The binding of foot‐and‐mouth disease virus leader proteinase to eIF4GI involves conserved ionic interactions

The leader proteinase (L pro ) of foot‐and‐mouth disease virus (FMDV) initially cleaves itself from the polyprotein. Subsequently, L pro cleaves the host proteins eukaryotic initiation factor (eIF) 4GI and 4GII. This prevents protein synthesis from capped cellular mRNAs; the viral RNA is still translated, initiating from an internal ribosome entry site. L pro cleaves eIF4GI between residues G674 and R675. We showed previously, however, that L pro binds to residues 640–669 of eIF4GI. Binding was substantially improved when the eIF4GI fragment contained the eIF4E binding site and eIF4E was present in the binding assay. L pro interacts with eIF4GI via residue C133 and residues 183–195 of the C‐terminal extension. This binding domain lies about 25 Å from the active site. Here, we examined the binding of L pro to eIF4GI fragments generated by in vitro translation to narrow the binding site down to residues 645–657 of human eIF4GI. Comparison of these amino acids with those in human eIF4GII as well as with sequences of eIF4GI from other organisms allowed us to identify two conserved basic residues (K646 and R650).

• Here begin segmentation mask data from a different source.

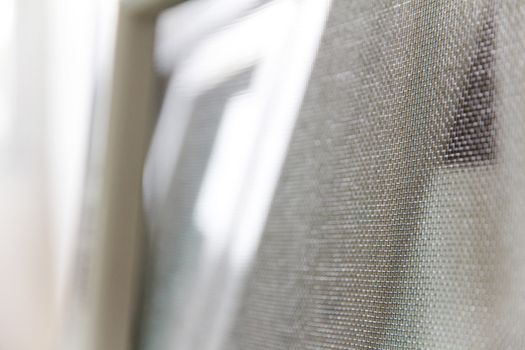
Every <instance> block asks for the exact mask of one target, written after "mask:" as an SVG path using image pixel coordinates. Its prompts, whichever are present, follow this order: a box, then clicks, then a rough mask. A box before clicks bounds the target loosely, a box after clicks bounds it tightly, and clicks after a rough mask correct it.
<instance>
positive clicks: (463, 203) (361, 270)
mask: <svg viewBox="0 0 525 350" xmlns="http://www.w3.org/2000/svg"><path fill="white" fill-rule="evenodd" d="M279 1H280V0H275V1H273V2H272V1H269V2H266V3H267V4H266V5H268V4H271V3H278V2H279ZM299 1H300V0H298V2H299ZM266 5H265V6H266ZM250 14H251V12H250ZM250 14H249V15H250ZM232 25H235V24H233V23H232ZM268 25H271V23H268ZM524 38H525V2H522V1H518V0H515V1H512V0H509V1H503V0H501V1H495V0H479V1H459V0H457V1H456V0H446V1H433V0H426V1H424V0H422V1H415V0H413V1H411V0H408V1H406V0H399V1H394V0H378V1H370V0H353V1H349V0H333V1H332V3H331V9H330V13H329V16H328V19H327V22H326V27H325V29H324V34H323V37H322V40H321V44H320V47H319V51H318V54H317V58H316V60H315V63H314V65H313V71H312V74H311V76H310V78H309V84H308V87H307V89H306V93H305V96H304V99H303V100H302V105H301V109H300V112H299V114H298V118H297V121H296V123H295V125H294V131H293V135H292V137H291V141H290V143H289V148H288V151H287V155H286V160H285V162H284V165H283V167H282V171H281V174H280V180H279V183H278V186H277V188H276V190H275V194H274V197H273V202H272V204H271V209H270V211H269V214H268V218H267V221H266V224H265V228H264V232H263V234H262V236H261V238H260V242H259V245H258V249H257V253H256V256H255V257H254V259H253V261H252V262H251V263H250V264H249V266H245V267H243V272H242V276H243V278H242V279H240V280H241V281H242V283H241V288H239V290H240V292H239V293H238V294H232V295H235V296H236V297H235V298H234V299H233V300H234V301H235V303H234V304H235V305H234V306H233V307H229V308H222V309H221V308H220V307H219V308H218V307H214V305H215V304H216V303H217V304H220V303H221V301H220V299H221V295H222V294H221V293H219V292H218V291H219V290H227V289H228V288H227V287H224V286H223V287H221V288H222V289H221V288H218V287H217V286H218V285H221V284H228V283H230V282H231V281H230V279H228V278H226V277H224V278H223V277H221V276H229V275H230V273H229V272H228V269H229V264H230V262H229V261H228V259H226V258H224V259H218V260H215V261H216V262H215V264H216V265H214V266H213V267H212V268H211V270H213V271H215V272H214V277H213V278H211V280H213V281H214V282H213V281H212V282H210V283H207V284H206V283H204V284H203V286H208V287H207V288H208V289H206V288H200V289H199V288H197V289H196V290H199V293H197V294H198V296H197V297H195V296H193V300H194V302H195V300H197V301H198V302H197V304H199V306H198V307H197V306H195V305H193V304H192V305H193V306H195V307H194V308H192V306H191V305H190V307H188V306H186V305H183V304H185V302H184V298H185V295H184V291H185V290H186V294H188V293H190V292H188V290H190V289H185V288H186V287H185V286H186V285H192V283H193V284H195V283H197V284H198V283H199V282H188V281H191V280H192V278H194V276H195V275H196V274H197V272H196V271H198V270H199V269H203V267H202V264H205V263H206V260H205V259H204V260H201V262H199V263H197V260H196V259H195V258H194V256H196V255H198V254H200V253H198V252H197V251H198V249H197V248H195V247H197V246H198V244H197V243H195V242H194V240H195V239H197V238H198V236H199V235H198V234H196V231H195V230H196V229H195V227H194V224H195V223H194V222H193V221H192V220H194V206H195V202H196V198H197V196H198V194H199V190H198V188H199V186H201V182H202V179H203V173H204V172H205V171H206V165H205V164H206V162H208V161H209V158H210V154H211V153H212V150H211V148H210V147H212V144H213V142H212V141H213V137H215V136H214V135H215V133H216V132H217V128H219V124H220V116H221V113H222V112H223V110H224V107H225V106H224V101H223V99H219V100H220V101H219V100H217V101H215V100H214V99H211V100H210V99H207V100H206V101H204V100H202V101H201V100H197V101H196V103H195V106H196V107H195V108H196V110H197V111H200V110H202V108H200V107H203V106H200V107H199V104H204V107H205V112H206V113H204V114H203V113H200V114H199V113H197V112H194V114H193V116H192V117H191V118H193V119H195V120H193V119H192V120H193V123H198V122H199V121H200V122H199V123H200V124H199V125H197V124H192V122H191V121H190V123H189V124H188V125H190V126H189V127H188V128H187V136H186V139H185V141H184V142H185V146H184V147H182V148H181V155H180V156H179V160H178V163H177V170H176V171H175V172H174V175H173V178H172V180H171V187H170V188H171V192H170V197H169V199H168V200H166V201H165V202H162V201H159V200H157V202H158V203H156V205H157V206H156V207H155V206H151V207H150V209H151V208H156V209H153V210H150V212H148V216H149V222H150V231H151V232H150V234H151V235H152V236H151V237H152V239H151V240H152V242H153V250H152V252H151V256H150V264H151V266H150V267H151V269H150V278H151V280H149V282H148V285H147V286H146V298H145V304H144V305H145V306H144V312H143V316H144V319H145V320H146V321H145V323H144V325H143V330H145V331H144V334H143V339H146V340H147V341H144V342H143V348H144V349H168V348H171V347H170V346H169V345H166V344H172V346H173V344H176V345H178V347H177V348H178V349H198V350H200V349H219V348H222V349H228V350H230V349H238V350H257V349H275V350H279V349H283V350H284V349H422V348H436V349H521V348H525V235H524V234H523V225H524V223H525V215H524V214H525V207H524V204H525V203H524V202H525V58H524V57H525V39H524ZM175 66H176V65H175ZM243 74H244V73H243ZM243 82H244V83H245V84H249V82H250V80H249V79H248V78H246V79H245V80H243ZM244 83H243V84H244ZM228 86H229V85H228ZM228 86H226V88H227V87H228ZM242 86H243V87H244V85H242ZM219 88H224V86H222V85H219ZM230 88H231V86H230ZM214 91H215V90H214ZM221 91H222V90H221ZM215 92H217V91H215ZM218 93H219V94H223V95H224V94H229V92H225V91H222V92H220V91H219V92H218ZM228 96H230V95H228ZM203 101H204V102H203ZM214 101H215V102H214ZM214 103H215V104H214ZM199 118H200V119H199ZM192 125H193V126H192ZM188 135H189V136H188ZM203 150H205V152H204V151H203ZM163 152H168V150H166V149H164V150H163ZM203 152H204V153H203ZM168 153H169V152H168ZM194 165H198V169H197V168H195V166H194ZM248 183H249V182H248ZM150 186H152V187H155V184H150ZM190 192H191V196H190V197H191V198H190V197H188V195H187V194H188V193H190ZM185 193H186V194H185ZM153 202H155V198H154V199H153ZM239 212H240V211H239ZM192 225H193V226H192ZM194 231H195V232H194ZM189 233H191V235H190V236H191V239H192V240H191V242H193V243H191V242H190V241H187V240H185V237H186V236H187V235H188V234H189ZM186 238H187V237H186ZM188 242H190V243H188ZM192 249H193V250H195V251H193V250H192ZM226 251H227V249H226ZM226 255H227V254H225V255H224V256H226ZM202 261H204V262H202ZM217 261H219V263H217ZM152 276H153V277H152ZM184 278H186V280H184ZM197 280H198V279H197ZM213 286H215V287H213ZM186 297H188V296H187V295H186ZM148 298H149V299H148ZM189 299H190V298H188V300H189ZM181 305H182V306H181ZM202 305H206V306H204V307H203V306H202ZM184 306H185V307H184ZM192 310H198V312H197V311H195V312H193V311H192ZM221 312H227V313H228V317H226V318H227V319H229V320H230V321H229V325H228V326H225V327H219V328H220V329H221V332H224V333H225V334H224V336H221V337H217V338H213V339H219V338H220V339H221V341H220V342H217V343H214V342H213V341H210V340H209V339H208V340H203V339H206V337H207V336H206V334H208V333H207V332H208V330H209V329H216V328H214V327H213V326H212V325H211V324H212V323H213V322H218V321H216V320H223V321H224V319H225V318H224V317H218V316H217V315H218V314H220V313H221ZM211 315H213V317H211ZM148 327H150V329H148ZM159 329H162V331H163V332H164V333H163V334H162V335H159V334H156V333H155V332H156V331H158V330H159ZM162 337H165V338H170V337H171V338H170V339H171V340H163V341H159V339H163V338H162ZM202 337H204V338H202ZM183 338H184V339H186V340H185V342H180V341H179V340H173V339H183ZM187 339H189V340H187ZM222 340H224V341H222ZM163 344H164V345H163Z"/></svg>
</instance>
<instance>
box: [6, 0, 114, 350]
mask: <svg viewBox="0 0 525 350" xmlns="http://www.w3.org/2000/svg"><path fill="white" fill-rule="evenodd" d="M115 7H116V2H115V1H113V0H100V1H99V0H75V1H68V0H0V164H1V165H0V170H1V171H0V176H1V179H0V191H1V192H0V193H1V196H0V215H1V218H0V234H1V238H0V239H1V243H2V244H0V276H2V278H3V281H4V282H3V283H2V288H1V292H0V293H1V295H0V349H14V350H17V349H21V350H23V349H57V348H58V342H59V338H60V334H61V332H62V329H63V325H64V324H63V323H64V314H65V310H64V307H65V305H66V302H65V300H66V299H67V298H66V297H65V296H66V295H67V289H68V288H69V287H68V285H70V282H71V275H72V268H73V265H74V264H73V261H74V256H75V253H74V251H76V249H78V244H79V242H78V237H79V230H80V221H81V220H80V217H81V215H80V213H81V211H82V198H83V196H84V194H83V193H84V192H83V188H84V185H85V176H86V164H87V155H88V149H89V144H90V141H89V135H90V129H91V127H92V122H93V121H92V118H91V117H92V116H93V113H94V108H93V106H94V100H95V96H94V91H95V86H96V85H97V84H101V79H104V77H105V79H107V75H104V74H103V73H102V71H103V70H104V69H105V67H106V66H104V64H109V62H110V61H109V59H108V56H104V55H105V54H108V52H109V51H107V50H109V49H110V47H111V42H110V41H111V40H112V38H113V35H112V33H113V31H114V23H115ZM104 60H106V61H105V62H106V63H104ZM68 281H69V282H68Z"/></svg>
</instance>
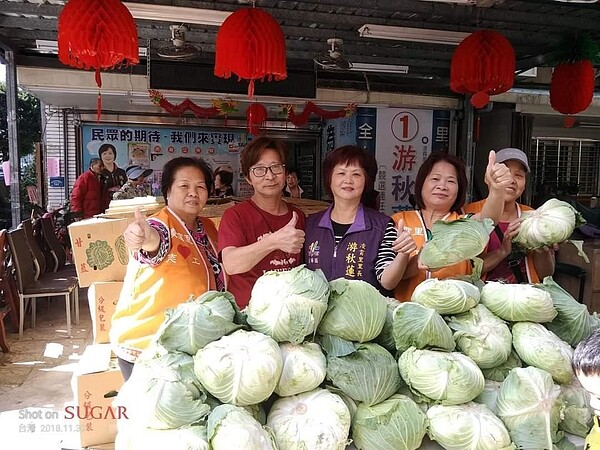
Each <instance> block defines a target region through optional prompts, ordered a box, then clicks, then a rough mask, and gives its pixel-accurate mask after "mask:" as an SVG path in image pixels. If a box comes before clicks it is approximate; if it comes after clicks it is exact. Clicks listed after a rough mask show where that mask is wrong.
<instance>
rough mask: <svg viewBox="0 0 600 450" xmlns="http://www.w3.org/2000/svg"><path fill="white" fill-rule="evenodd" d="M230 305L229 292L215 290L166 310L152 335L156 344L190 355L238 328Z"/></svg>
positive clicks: (233, 299) (232, 298) (231, 298)
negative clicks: (224, 291) (156, 328)
mask: <svg viewBox="0 0 600 450" xmlns="http://www.w3.org/2000/svg"><path fill="white" fill-rule="evenodd" d="M234 304H235V300H234V298H233V295H231V294H230V293H229V292H216V291H208V292H206V293H204V294H202V295H200V296H199V297H197V298H196V299H191V300H190V301H187V302H185V303H180V304H179V305H178V306H177V307H176V308H174V309H169V310H167V312H166V316H167V318H166V320H165V322H163V324H162V325H161V327H160V328H159V330H158V331H157V333H156V336H157V342H158V343H159V344H160V345H162V346H163V347H165V348H166V349H167V350H173V351H180V352H185V353H187V354H188V355H192V356H193V355H195V354H196V352H197V351H198V350H199V349H201V348H202V347H204V346H205V345H206V344H208V343H209V342H212V341H216V340H217V339H219V338H220V337H221V336H224V335H226V334H229V333H231V332H232V331H234V330H236V329H238V328H239V325H235V324H234V323H233V318H234V316H235V309H234V306H233V305H234Z"/></svg>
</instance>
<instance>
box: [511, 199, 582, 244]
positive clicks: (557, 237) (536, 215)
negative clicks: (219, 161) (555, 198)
mask: <svg viewBox="0 0 600 450" xmlns="http://www.w3.org/2000/svg"><path fill="white" fill-rule="evenodd" d="M584 223H585V219H584V218H583V217H582V216H581V214H580V213H579V211H577V210H576V209H575V208H573V207H572V206H571V205H569V204H568V203H567V202H563V201H562V200H558V199H555V198H552V199H550V200H548V201H547V202H546V203H544V204H543V205H542V206H540V207H539V208H538V209H536V210H535V211H525V212H523V215H522V218H521V226H520V227H519V233H518V234H517V235H516V236H515V238H514V239H513V242H515V243H517V244H518V245H520V246H521V247H523V248H526V249H531V250H533V249H539V248H542V247H551V246H552V245H554V244H558V243H561V242H563V241H566V240H567V239H569V236H571V234H573V230H574V229H575V228H576V227H578V226H581V225H583V224H584Z"/></svg>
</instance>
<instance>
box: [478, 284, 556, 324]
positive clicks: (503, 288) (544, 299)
mask: <svg viewBox="0 0 600 450" xmlns="http://www.w3.org/2000/svg"><path fill="white" fill-rule="evenodd" d="M481 303H482V304H483V305H485V306H486V307H487V308H488V309H489V310H490V311H491V312H493V313H494V314H495V315H497V316H498V317H500V318H501V319H504V320H509V321H511V322H539V323H542V322H550V321H552V319H554V318H555V317H556V315H557V312H556V309H555V308H554V304H553V303H552V297H550V294H548V293H547V292H545V291H543V290H541V289H538V288H536V287H534V286H532V285H529V284H505V283H500V282H498V281H488V282H487V283H486V284H485V286H484V287H483V289H482V291H481Z"/></svg>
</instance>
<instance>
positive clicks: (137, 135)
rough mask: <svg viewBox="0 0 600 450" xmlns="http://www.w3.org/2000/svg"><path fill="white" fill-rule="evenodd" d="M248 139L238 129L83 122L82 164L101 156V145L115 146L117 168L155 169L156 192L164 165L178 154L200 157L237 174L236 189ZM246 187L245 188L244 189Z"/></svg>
mask: <svg viewBox="0 0 600 450" xmlns="http://www.w3.org/2000/svg"><path fill="white" fill-rule="evenodd" d="M247 142H248V135H247V133H244V132H239V131H230V130H226V131H216V130H207V129H203V128H190V127H165V126H145V125H144V126H142V125H140V126H138V125H98V124H83V125H82V163H83V169H84V170H87V168H88V166H89V162H90V159H91V158H94V157H96V158H97V157H99V154H98V149H99V148H100V146H101V145H102V144H111V145H113V146H114V147H115V149H116V152H117V154H116V158H115V161H116V163H117V166H118V167H121V168H123V169H126V168H127V167H128V166H130V165H141V166H143V167H147V168H150V169H153V170H154V172H153V174H152V175H151V178H150V179H149V180H148V182H149V183H151V184H152V186H153V193H155V194H156V193H157V192H156V190H157V189H156V188H157V186H160V180H161V176H162V167H163V166H164V164H165V163H166V162H167V161H169V160H170V159H172V158H176V157H178V156H197V157H201V158H203V159H204V160H205V161H207V162H208V163H209V164H210V165H211V167H212V168H213V170H217V169H218V168H221V167H223V168H227V169H228V170H231V171H232V172H233V173H234V179H233V189H234V191H235V192H236V193H238V192H239V190H240V189H241V188H242V187H243V186H241V185H242V184H244V179H243V177H242V176H241V174H240V164H239V153H240V152H241V150H242V149H243V148H244V146H245V145H246V143H247ZM242 190H243V189H242Z"/></svg>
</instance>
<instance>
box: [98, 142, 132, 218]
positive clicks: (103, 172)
mask: <svg viewBox="0 0 600 450" xmlns="http://www.w3.org/2000/svg"><path fill="white" fill-rule="evenodd" d="M98 156H99V157H100V159H101V160H102V164H103V165H104V169H102V172H101V173H100V175H101V176H100V181H101V182H102V186H103V193H104V199H103V201H104V205H103V207H104V209H107V208H108V206H109V204H110V201H111V199H112V195H113V194H114V193H115V192H117V191H118V190H119V189H120V188H121V186H123V185H124V184H125V183H126V182H127V174H126V173H125V171H124V170H123V169H121V168H120V167H119V166H117V163H116V159H117V149H116V148H115V146H114V145H112V144H102V145H101V146H100V148H99V149H98Z"/></svg>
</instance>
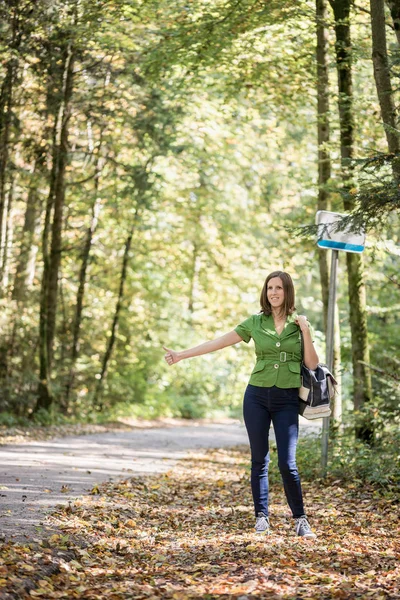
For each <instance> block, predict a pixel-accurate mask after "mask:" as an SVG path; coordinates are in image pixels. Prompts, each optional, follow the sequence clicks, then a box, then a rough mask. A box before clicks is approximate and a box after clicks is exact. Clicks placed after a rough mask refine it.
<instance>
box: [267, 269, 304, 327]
mask: <svg viewBox="0 0 400 600" xmlns="http://www.w3.org/2000/svg"><path fill="white" fill-rule="evenodd" d="M274 277H279V278H280V279H281V280H282V284H283V292H284V300H283V306H282V309H281V311H282V313H283V314H284V315H285V316H288V315H291V314H292V313H293V312H294V311H295V310H296V306H295V294H294V285H293V281H292V278H291V277H290V275H289V273H285V271H274V272H273V273H270V274H269V275H268V277H267V279H266V280H265V283H264V285H263V289H262V290H261V296H260V305H261V312H262V313H264V315H270V314H272V306H271V304H270V302H269V300H268V294H267V290H268V283H269V281H270V279H273V278H274Z"/></svg>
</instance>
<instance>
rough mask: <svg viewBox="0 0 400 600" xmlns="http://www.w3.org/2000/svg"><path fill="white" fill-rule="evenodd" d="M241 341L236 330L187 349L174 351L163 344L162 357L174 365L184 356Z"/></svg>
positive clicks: (221, 346)
mask: <svg viewBox="0 0 400 600" xmlns="http://www.w3.org/2000/svg"><path fill="white" fill-rule="evenodd" d="M242 341H243V340H242V338H241V337H240V335H239V334H237V333H236V331H230V332H229V333H225V335H221V337H219V338H215V340H210V341H209V342H204V343H203V344H200V345H199V346H195V347H194V348H188V349H187V350H181V351H180V352H175V351H174V350H171V349H170V348H166V347H165V346H163V348H164V350H165V352H166V354H165V356H164V358H165V360H166V361H167V363H168V364H169V365H174V364H175V363H177V362H179V361H180V360H183V359H184V358H192V357H193V356H201V355H202V354H208V353H209V352H215V351H216V350H221V348H226V347H227V346H233V345H234V344H237V343H238V342H242Z"/></svg>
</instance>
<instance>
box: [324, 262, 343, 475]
mask: <svg viewBox="0 0 400 600" xmlns="http://www.w3.org/2000/svg"><path fill="white" fill-rule="evenodd" d="M338 260H339V251H338V250H332V257H331V273H330V278H329V304H328V319H327V327H326V364H327V367H328V369H329V370H330V371H331V373H333V349H334V343H335V304H336V280H337V265H338ZM328 441H329V417H325V418H324V419H323V420H322V440H321V444H322V448H321V450H322V452H321V466H322V475H323V477H325V476H326V473H327V467H328Z"/></svg>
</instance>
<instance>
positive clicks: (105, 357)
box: [93, 210, 138, 410]
mask: <svg viewBox="0 0 400 600" xmlns="http://www.w3.org/2000/svg"><path fill="white" fill-rule="evenodd" d="M137 217H138V211H137V210H136V214H135V218H134V221H133V223H132V226H131V229H130V232H129V235H128V237H127V239H126V242H125V249H124V256H123V259H122V270H121V278H120V284H119V292H118V299H117V304H116V307H115V312H114V318H113V322H112V325H111V335H110V339H109V341H108V344H107V348H106V351H105V354H104V357H103V364H102V367H101V373H100V377H99V379H98V382H97V386H96V390H95V393H94V398H93V404H94V406H95V407H96V408H97V409H98V410H101V409H102V408H103V402H102V401H101V400H100V396H101V391H102V387H103V383H104V381H105V379H106V377H107V371H108V363H109V362H110V358H111V354H112V351H113V348H114V344H115V340H116V337H117V331H118V322H119V315H120V312H121V308H122V303H123V299H124V287H125V281H126V274H127V269H128V262H129V252H130V249H131V245H132V238H133V233H134V231H135V226H136V220H137Z"/></svg>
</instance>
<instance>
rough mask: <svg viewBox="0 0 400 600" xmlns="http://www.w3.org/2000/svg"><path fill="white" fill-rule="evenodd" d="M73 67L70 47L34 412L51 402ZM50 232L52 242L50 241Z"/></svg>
mask: <svg viewBox="0 0 400 600" xmlns="http://www.w3.org/2000/svg"><path fill="white" fill-rule="evenodd" d="M73 65H74V55H73V50H72V47H71V45H70V44H69V45H68V47H67V49H66V51H65V56H64V66H63V74H62V94H61V97H60V102H59V105H58V111H57V117H56V119H55V125H54V133H53V140H54V141H53V164H52V172H51V180H50V191H49V196H48V200H47V206H46V216H45V224H44V229H43V236H42V251H43V276H42V288H41V301H40V325H39V337H40V341H39V360H40V374H39V377H40V381H39V387H38V400H37V404H36V410H38V409H40V408H44V409H46V410H48V409H49V408H50V406H51V405H52V402H53V396H52V393H51V386H50V377H51V366H52V360H53V344H54V336H55V324H56V309H57V290H58V272H59V268H60V262H61V242H62V239H61V236H62V217H63V208H64V199H65V169H66V166H67V160H68V124H69V119H70V108H71V107H70V104H71V98H72V90H73ZM51 219H52V220H51ZM50 228H51V242H50V239H49V238H50ZM49 242H50V250H49Z"/></svg>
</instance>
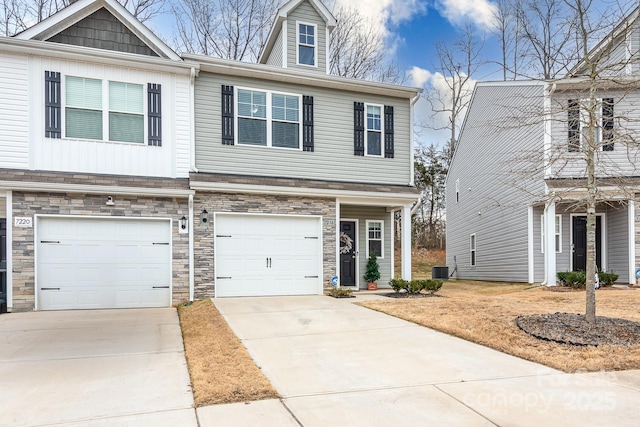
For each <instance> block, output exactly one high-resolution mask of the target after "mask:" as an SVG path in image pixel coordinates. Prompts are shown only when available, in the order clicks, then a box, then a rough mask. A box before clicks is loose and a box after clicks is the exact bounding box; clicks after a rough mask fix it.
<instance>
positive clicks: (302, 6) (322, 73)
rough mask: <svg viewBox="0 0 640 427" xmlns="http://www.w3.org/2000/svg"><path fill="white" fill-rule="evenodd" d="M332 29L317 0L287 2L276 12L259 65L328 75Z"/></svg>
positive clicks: (325, 7)
mask: <svg viewBox="0 0 640 427" xmlns="http://www.w3.org/2000/svg"><path fill="white" fill-rule="evenodd" d="M335 26H336V19H335V17H334V16H333V15H332V14H331V12H330V11H329V9H327V7H326V6H325V5H324V4H323V3H322V2H321V1H320V0H290V1H289V2H287V3H286V4H285V5H284V6H282V7H281V8H280V9H278V12H277V13H276V19H275V22H274V23H273V26H272V27H271V32H270V33H269V38H268V39H267V43H266V45H265V47H264V50H263V51H262V53H261V55H260V58H259V60H258V62H260V63H261V64H267V65H274V66H278V67H283V68H293V69H298V70H304V71H309V72H316V73H321V74H329V64H328V57H329V53H328V52H329V37H330V34H331V31H332V30H333V29H334V28H335Z"/></svg>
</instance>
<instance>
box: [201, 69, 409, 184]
mask: <svg viewBox="0 0 640 427" xmlns="http://www.w3.org/2000/svg"><path fill="white" fill-rule="evenodd" d="M222 85H233V86H235V87H245V88H251V89H255V90H270V91H276V92H285V93H291V94H300V95H310V96H313V103H314V128H313V131H314V151H313V152H307V151H301V150H291V149H282V148H270V147H255V146H249V145H223V144H222V130H221V114H222V113H221V86H222ZM195 101H196V106H195V121H196V130H195V132H196V135H195V137H196V153H195V154H196V167H197V168H198V170H199V171H201V172H210V173H223V174H236V175H255V176H268V177H286V178H304V179H315V180H327V181H343V182H360V183H381V184H392V185H393V184H395V185H408V184H409V182H410V181H411V166H410V165H411V147H410V145H411V142H410V133H409V132H411V130H412V125H411V123H410V122H409V118H410V114H409V113H410V101H409V100H408V99H400V98H389V97H384V96H377V95H366V94H361V93H351V92H345V91H339V90H334V89H324V88H317V87H310V86H301V85H296V84H290V83H279V82H270V81H264V80H256V79H250V78H243V77H230V76H222V75H218V74H213V73H207V72H200V75H199V77H198V78H196V88H195ZM354 101H359V102H367V103H374V104H381V105H392V106H393V107H394V124H395V133H394V136H395V157H394V158H393V159H388V158H384V157H373V156H355V155H354V154H353V152H354V150H353V132H354V130H353V103H354Z"/></svg>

Mutation of these residues was severely detrimental to L pro binding. Similarly, comparison of the sequence between residues 183 and 195 of L pro with those of other FMDV serotypes and equine rhinitis A virus showed that acidic residues D184 and E186 were highly conserved. Substitution of these residues in L pro significantly reduced eIF4GI binding and cleavage without affecting self‐processing. Thus, FMDV L pro has evolved a domain that specifically recognizes a host cell protein.